Moreover, some of these water-soluble builder salts, while attractive from the point of view of cost, have several disadvantages, among which are the tendency of the precipitates formed in aqueous washing solutions (e.g. insoluble calcium carbonate) to become deposited on fabrics or other articles to be cleaned. One alleged solution to this problem has been to include a water-insoluble material which would act as a "seed crystal" for the precipitate (i.e. calcium carbonate). Of the many materials suggested for such use, finely divided calcite has been the most popular.
However, the inclusion of calcite in detergent compositions is problematic because of the sensitivity of the hardness cation/salt anion (e.g. calcium/carbonate) reaction product to poisoning by materials (e.g. polyacrylate) which may be present in the washing solution.
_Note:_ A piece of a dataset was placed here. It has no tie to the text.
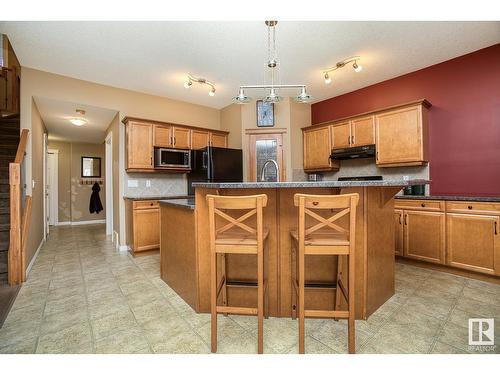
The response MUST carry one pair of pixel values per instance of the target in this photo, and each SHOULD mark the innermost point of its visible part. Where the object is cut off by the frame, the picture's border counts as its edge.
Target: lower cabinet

Without being limited by theory, the poisoning problem prevents the reaction product from forming in that crystallization onto the seed crystal is inhibited. Consequently, calcite typically has to be reduced to a very small particle size (in order to have a larger surface area which is harder to poison) rendering it dusty and difficult to handle. Another problem associated with the use of calcite as a "seed crystal" for the poisons and precipitates in washing solutions is the difficulty experienced in adequately dispersing the calcite in the washing solution so that it does not deposit on fabrics or articles which have been subjected to cleaning operations. Such deposits or residues are extremely undesirable for most any cleaning operation, especially in fabric laundering and tableware cleaning situations.
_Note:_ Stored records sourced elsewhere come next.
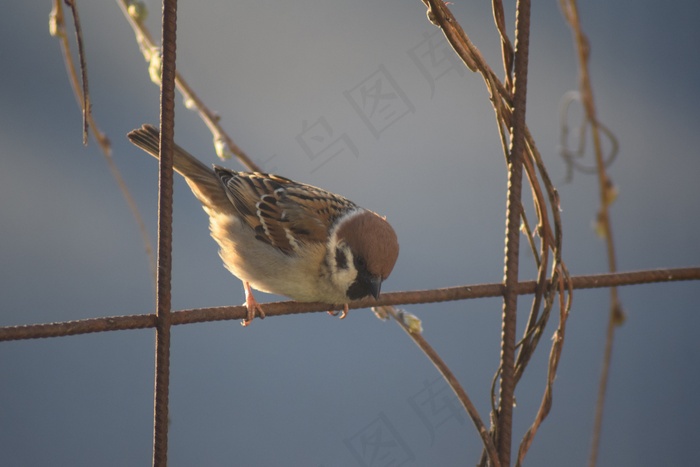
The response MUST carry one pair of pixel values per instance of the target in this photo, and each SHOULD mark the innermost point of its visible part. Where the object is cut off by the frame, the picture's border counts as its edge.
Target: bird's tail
(204, 183)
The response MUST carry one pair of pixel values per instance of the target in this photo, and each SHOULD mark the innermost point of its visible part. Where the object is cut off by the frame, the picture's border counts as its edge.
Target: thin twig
(224, 313)
(554, 358)
(604, 224)
(452, 381)
(223, 143)
(513, 214)
(87, 108)
(57, 28)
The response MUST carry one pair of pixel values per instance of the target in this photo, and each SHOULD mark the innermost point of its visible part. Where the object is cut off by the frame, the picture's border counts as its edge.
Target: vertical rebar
(512, 248)
(165, 220)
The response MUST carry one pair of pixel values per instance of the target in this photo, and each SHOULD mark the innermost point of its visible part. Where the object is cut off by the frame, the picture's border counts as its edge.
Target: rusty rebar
(165, 244)
(413, 297)
(513, 214)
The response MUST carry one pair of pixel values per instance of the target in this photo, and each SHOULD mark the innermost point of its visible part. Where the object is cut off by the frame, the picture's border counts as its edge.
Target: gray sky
(312, 390)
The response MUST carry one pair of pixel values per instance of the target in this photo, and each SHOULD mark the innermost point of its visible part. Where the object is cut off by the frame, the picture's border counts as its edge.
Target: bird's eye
(341, 261)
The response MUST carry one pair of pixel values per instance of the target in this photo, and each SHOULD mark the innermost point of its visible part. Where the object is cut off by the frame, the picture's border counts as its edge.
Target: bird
(284, 237)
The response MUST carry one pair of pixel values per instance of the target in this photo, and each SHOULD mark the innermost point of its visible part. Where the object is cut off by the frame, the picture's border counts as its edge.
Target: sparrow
(284, 237)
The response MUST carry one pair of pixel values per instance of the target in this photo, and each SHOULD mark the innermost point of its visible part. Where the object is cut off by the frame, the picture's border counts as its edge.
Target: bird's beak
(375, 286)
The prior art is replete with suggestions for dealing with the handling and dispersability problems associated with calcite. One previously proposed means for handling calcite is to incorporate it into a slurry, but this involves high storage and transportation costs. Another proposed option involves granulating calcite with binding and dispersing agents to ensure adequate dispersment in the wash solution. However, this option also has been difficult to implement effectively in modem day detergent compositions because the calcite granules have poor mechanical strength which continue to make them difficult to handle and process. Additionally, effective binding and dispersing agents for the calcite have not been discovered to date. Specifically, most of the binding and dispersing agents proposed by the prior art are themselves poisons which reduce the "seed activity" of the calcite. Consequently, it would be desirable to have an improved builder material which overcomes the aforementioned limitations and is easy to handle, readily dispersible in washing solutions and exhibits improved builder performance.
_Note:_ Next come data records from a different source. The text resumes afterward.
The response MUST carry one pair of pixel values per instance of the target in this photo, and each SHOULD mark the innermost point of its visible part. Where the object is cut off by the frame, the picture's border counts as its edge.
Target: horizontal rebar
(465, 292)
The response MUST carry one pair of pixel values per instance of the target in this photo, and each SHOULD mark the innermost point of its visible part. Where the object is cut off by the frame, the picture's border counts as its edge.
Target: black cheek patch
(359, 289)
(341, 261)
Several additional builder materials and combinations thereof have also been used extensively in various cleaning compositions for fabric laundering operations and dish or tableware cleaning operations. By way of example, certain clay minerals have been used to adsorb hardness cations, especially in fabric laundering operations. Further, the zeolites (or aluminosilicates) have been suggested for use in various cleaning situations. Various aluminosilicates have also been used as detergency builders. For example, water-insoluble aluminosilicate ion exchange materials have been widely used in detergent compositions throughout the industry. While such builder materials are quite effective and useful, they account for a significant portion of the cost in most any fully formulated detergent or cleaning composition. Therefore, it would be desirable to have a builder material which performs as well as or better than the aforementioned builders, and importantly, is also less expensive.
Accordingly, despite the aforementioned disclosures, there remains a need in the art for cleaning compositions which include a builder material that exhibits improved performance and is less expensive than previous builders. There is also a need in the art for such a builder which is easy to handle, process and disperse in washing solutions.